Tak jak w przypadku każdej inwestycji, ubezpieczenie również obarczone jest pewnym ryzykiem - możesz ulokować pieniądze efektywnie lub nie. Trzeba więc rozważnie to zaplanować, aby ubezpieczenie nie było tylko kosztem, ale i zyskiem. Rozważny inwestor analizując oferty dobrze wie, ile musi zainwestować, więc skupia się na tym, co za pieniądze przeznaczone na inwestycję może uzyskać. W tym miejscu pozwolę sobie wrócić do tematu stress testu, o którym pisałem, czyli o integralnej części tzw. APK, czyli Analizy Potrzeb Klienta. Ustawa z dnia 15.12.2017 r. o dystrybucji ubezpieczeń zobowiązuje podmioty pośredniczące w zawieraniu umów ubezpieczenia do jej przeprowadzenia, o ile klient jednoznacznie nie odmówi dystrybutorowi zgody na jej sporządzenie. Jeśli klient tego nie zrobi, to zawsze w jakiejś, nawet skróconej i ogólnej formie, jest ona wykonywana. Uważam, że warto wyrazić zgodę na jej sporządzenie, bo leży to w interesie klienta.
Wspomniany stress test przede wszystkim pozwala na realną ocenę nie tylko ponoszonego ryzyka i aktualnych możliwości radzenia sobie w nagłych, trudnych sytuacjach, ale także na określenie celów i zadań, jakie stawiasz ubezpieczeniu. Możesz je określić w APK oraz zweryfikować na ile i na jakich warunkach ubezpieczenie może im sprostać, a co jest poza zasięgiem polis. Świadomość tego czego nie możesz ubezpieczyć, lub ubezpieczyć tylko fragmentarycznie oraz powodów powyższego jest nie do przecenienia. Jest to bowiem nie tylko dopełnienie do zapobiegania konfliktom z dystrybutorem i ubezpieczycielem, ale także uświadomienie sobie konieczności ewentualnego podjęcia dodatkowych działań poprawiających Twoje bezpieczeństwo lub akceptację ryzyka i pozostawiania spraw swojemu biegowi.

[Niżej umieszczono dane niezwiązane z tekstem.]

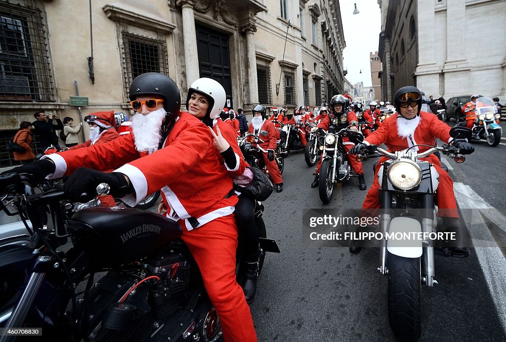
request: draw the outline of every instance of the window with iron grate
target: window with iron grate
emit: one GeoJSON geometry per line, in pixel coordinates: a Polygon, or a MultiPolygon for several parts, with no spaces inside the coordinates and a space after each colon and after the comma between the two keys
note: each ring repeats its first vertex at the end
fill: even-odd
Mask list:
{"type": "Polygon", "coordinates": [[[122,32],[122,37],[123,66],[127,93],[132,81],[141,74],[160,72],[168,75],[167,46],[165,40],[126,32],[122,32]]]}
{"type": "Polygon", "coordinates": [[[262,105],[272,103],[271,92],[271,68],[268,65],[257,64],[257,81],[258,83],[258,101],[262,105]]]}
{"type": "Polygon", "coordinates": [[[38,9],[0,2],[0,101],[54,101],[45,29],[38,9]]]}
{"type": "Polygon", "coordinates": [[[283,72],[285,88],[285,104],[297,105],[295,92],[295,74],[283,72]]]}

Dobrze wykonana APK jest doskonałym narzędziem do oceny adekwatności i przydatności ofert przedstawianych przez dystrybutora. Warto więc być aktywnym w fazie jej tworzenia przez pośrednika oraz zwracać uwagę na jej zapisy: czy są one efektem rzeczywistych ustaleń i Twoich wyborów, czy tylko odzwierciedlają to, co zawiera podpisana przez Ciebie polisa. Zachęcam do wykonania całej analizy, zanim zdecydujesz się na cokolwiek i to niezależnie od tego, czy korzystasz z usług pośrednika ubezpieczeniowego, czy zdecydowałeś się na samodzielne poszukiwanie oferty ubezpieczeniowej. Nie namawiam oczywiście do tworzenia formalnego dokumentu w każdym przypadku, jednak warto zastanowić się i wybrać graniczne kryteria poszukiwań oferty. Nie bagatelizuj jej, bo to właśnie ona pomaga klientom, czyli, używając terminologii wspomnianej ustawy, osobom poszukującym ochrony ubezpieczeniowej, na podjęcie właściwej decyzji. Jeśli zdecydujesz się na korzystanie z usług pośrednika warto abyś pamiętał, że będzie on tym, który w tej analizie wesprze Cię od początku tego procesu, aż do jego finału. Przedstawiane oferty powinny być tożsame z APK, do czego pozwolę sobie nawiązać w dalszej części tekstu.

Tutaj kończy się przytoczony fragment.